Tuesday, January 29, 2008

go me!

Squire, by Tamora Pierce. I am severely disappointed. Not only has the character (now 18) not grown in any way other than her height since her introduction at 11, but in addition, the author is picking up bad habits. We rush through another 4 years in this book, missing out on the daily opportunities to fall in love with the characters that we had in the first book. In the last book, the author started giving crappy physical descriptions with every character (re)introduction; those always feel so forced. They don't help paint a true picture of the character, since 1) it's a bombardment of every physical characteristic at once, and 2) one or two physical traits are not frequently repeated as would be appropriate. In this book, the author adopted a more traditional fantasy writing style. Like everything should sound a little romantic and stuffy. I didn't realize it at the time, but one of the great things about the first book was that it struck the perfect balance between good writing (no fragments, good punctuation, etc) and approachable writing (phrases that are common but not dated).
What I really disliked is how the author worked in an agenda. Don't preach at teeny-boppers through your fantastic fiction.

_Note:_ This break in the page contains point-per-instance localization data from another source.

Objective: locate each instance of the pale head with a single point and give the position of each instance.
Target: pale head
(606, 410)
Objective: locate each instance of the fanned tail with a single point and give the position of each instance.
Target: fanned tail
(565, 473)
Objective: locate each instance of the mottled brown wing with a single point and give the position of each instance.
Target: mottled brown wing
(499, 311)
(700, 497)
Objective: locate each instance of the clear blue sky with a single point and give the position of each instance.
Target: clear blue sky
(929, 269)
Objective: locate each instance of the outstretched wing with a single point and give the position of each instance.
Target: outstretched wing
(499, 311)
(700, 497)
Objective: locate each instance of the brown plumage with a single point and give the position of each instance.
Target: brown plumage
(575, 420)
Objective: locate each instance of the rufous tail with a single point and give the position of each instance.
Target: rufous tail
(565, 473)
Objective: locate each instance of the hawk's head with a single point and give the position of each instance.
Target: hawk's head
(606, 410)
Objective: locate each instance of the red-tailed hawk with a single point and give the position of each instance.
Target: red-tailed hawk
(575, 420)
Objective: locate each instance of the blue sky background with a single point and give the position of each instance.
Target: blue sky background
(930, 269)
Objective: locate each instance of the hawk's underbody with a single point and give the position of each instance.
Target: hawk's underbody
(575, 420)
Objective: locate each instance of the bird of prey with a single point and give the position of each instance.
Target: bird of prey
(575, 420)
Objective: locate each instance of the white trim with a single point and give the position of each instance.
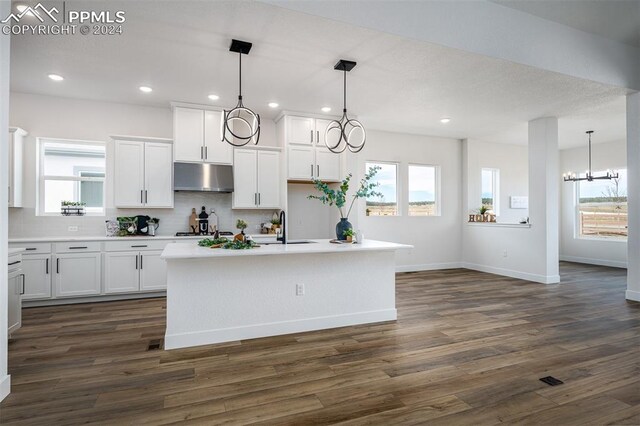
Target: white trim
(629, 295)
(428, 267)
(591, 261)
(207, 337)
(140, 139)
(500, 225)
(5, 386)
(544, 279)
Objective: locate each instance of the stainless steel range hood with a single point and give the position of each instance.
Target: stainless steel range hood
(202, 177)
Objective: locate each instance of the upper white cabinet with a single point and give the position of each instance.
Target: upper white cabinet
(256, 176)
(196, 136)
(143, 174)
(16, 142)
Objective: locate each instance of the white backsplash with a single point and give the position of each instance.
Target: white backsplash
(23, 223)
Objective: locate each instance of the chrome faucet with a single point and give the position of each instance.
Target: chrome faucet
(283, 228)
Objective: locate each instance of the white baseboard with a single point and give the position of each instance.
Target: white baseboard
(428, 267)
(544, 279)
(5, 386)
(633, 295)
(208, 337)
(590, 261)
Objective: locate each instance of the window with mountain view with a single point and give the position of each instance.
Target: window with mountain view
(423, 190)
(602, 207)
(387, 180)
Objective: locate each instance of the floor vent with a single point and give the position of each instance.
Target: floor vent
(551, 381)
(155, 344)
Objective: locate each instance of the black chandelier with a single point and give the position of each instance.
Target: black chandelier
(240, 125)
(573, 177)
(345, 126)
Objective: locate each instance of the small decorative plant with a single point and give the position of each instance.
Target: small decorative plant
(338, 197)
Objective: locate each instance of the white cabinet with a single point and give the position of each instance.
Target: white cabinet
(77, 274)
(128, 272)
(143, 174)
(16, 142)
(196, 136)
(37, 271)
(301, 162)
(215, 150)
(153, 271)
(256, 176)
(188, 134)
(121, 272)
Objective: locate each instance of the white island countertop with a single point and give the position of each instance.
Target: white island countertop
(193, 251)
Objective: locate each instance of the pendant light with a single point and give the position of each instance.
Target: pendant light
(240, 125)
(573, 177)
(342, 134)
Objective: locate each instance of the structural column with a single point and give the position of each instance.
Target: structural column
(633, 196)
(544, 201)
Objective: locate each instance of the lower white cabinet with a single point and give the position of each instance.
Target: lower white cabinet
(37, 271)
(128, 272)
(77, 274)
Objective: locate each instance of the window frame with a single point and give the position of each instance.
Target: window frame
(577, 235)
(437, 189)
(42, 178)
(495, 188)
(398, 186)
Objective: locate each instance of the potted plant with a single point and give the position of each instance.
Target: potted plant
(241, 225)
(338, 197)
(348, 234)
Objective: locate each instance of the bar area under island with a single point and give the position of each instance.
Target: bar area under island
(219, 295)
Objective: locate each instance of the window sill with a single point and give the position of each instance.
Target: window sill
(500, 225)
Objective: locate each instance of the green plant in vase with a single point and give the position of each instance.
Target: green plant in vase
(338, 197)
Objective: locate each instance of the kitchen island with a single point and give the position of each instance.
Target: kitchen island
(218, 295)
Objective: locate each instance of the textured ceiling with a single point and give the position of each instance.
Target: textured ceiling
(617, 20)
(181, 50)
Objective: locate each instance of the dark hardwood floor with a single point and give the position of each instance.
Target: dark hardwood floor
(468, 349)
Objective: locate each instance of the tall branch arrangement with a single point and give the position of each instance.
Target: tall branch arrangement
(338, 197)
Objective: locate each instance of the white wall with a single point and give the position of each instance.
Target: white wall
(55, 117)
(600, 252)
(437, 239)
(5, 8)
(512, 161)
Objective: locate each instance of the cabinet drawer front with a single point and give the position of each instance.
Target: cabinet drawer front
(78, 247)
(33, 248)
(135, 245)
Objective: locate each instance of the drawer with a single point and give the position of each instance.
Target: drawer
(135, 245)
(33, 248)
(78, 247)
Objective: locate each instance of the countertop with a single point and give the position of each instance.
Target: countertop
(103, 238)
(185, 250)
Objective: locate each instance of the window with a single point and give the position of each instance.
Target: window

All about Arthur (an absolutely absurd ape), by Eric Carle. The title says it all: a few sentences of brilliant alliteration for each letter of the alphabet, each for a different animal. This is much longer, both page wise and word wise, than Carle's other works (on which I may now be considered something of an expert :p). The art is also very different. It's good, but it barely has any color, especially compared to all his other books. I'm not sure what's up with this.

Mister Seahorse, by Eric Carle. I didn't know there were so many male ocean creatures that have the main responsibility of tending the young. Cool! I loved-- and I'm sure kids will love-- the clear plastic pages that have different scenes on them. Before turning the page with the leaves, it hides the dangerous leaf fish; turn the page and it hides the seahorse from the predators. A great introduction to camouflage.

A House for Hermit Crab, by Eric Carle. Nothing different or more special about the art in this one. I wanted to note (1) the free-verse-poem-style information on hermit crabs in the front, and (2) the encyclopedia-style entries for the other mentioned sea animals in the back. Most excellently educational! Oh, also, the months of the year are presented sequentially, although the story doesn't really draw attention to them; they just kind of put them out there for kids to recognize and learn in an informal, easy setting.

The Grouchy Ladybug, by Eric Carle. Each hour of the day is shown on a small clock in a corner of the page on which the happenings for the hour are happening. I love the die-cuts that show the clock hand moving and the sun rising and setting across the pages. The print gets bigger as the animals the ladybug challenges get bigger.

My Apron, by Eric Carle. The collages in this book are very different: they are very blocky, and the characters and items have very thick black lines. The tissue doesn't always stay inside the lines, which I like. I'm not sure why he made it different.